The facts were not in dispute and when they are reviewed, it is clear (perhaps only in hindsight) that the writing was on the wall.

Briefly, the plaintiff slipped on a recently mopped floor in a hotel lobby and sustained injuries as a result. The entirety of the accident circumstances, from the time the plaintiff entered the premises until the fall, was captured on a security camera. The court noted that the plaintiff was in no particular rush. The existence of an entirely documented sequence makes this case unique given that security camera tape is often incomplete, usually providing fragments of the circumstances of an incident. The video depicted the plaintiff entering the lobby and speaking with a guest services representative of hotel. While that conversation took place, a cleaner employed by the hotel began to mop the area behind the plaintiff. The cleaner had placed one caution sign in the area that was recently mopped. The Guest Services employee was aware of the ongoing cleaning but did not mention it to the plaintiff, who was eventually directed to the elevator which required that he walk through the recently mopped area of the floor. He slipped and was injured. The General Manager of the hotel gave evidence that the Guest Services representative was required, as part of the hotel’s protocol, to advise the guest of the recently mopped floor. Moreover, the cleaner only placed one warning sign which did not accurately demarcate the area of danger.

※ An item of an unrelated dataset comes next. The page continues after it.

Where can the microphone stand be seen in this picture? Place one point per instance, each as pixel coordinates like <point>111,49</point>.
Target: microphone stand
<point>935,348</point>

The hotel was found liable as a result.

The takeaway: reasonable measures taken by an occupier to ensure safety usually requires an inspection protocol in place. If they do not have one, or if they have one and do not follow it, liability is likely to follow.

In this case, based on the facts agreed to by both plaintiff and defendant, the writing was on the wall.

See Brown v Marriott, 2016 ONSC 7619 (CanLII).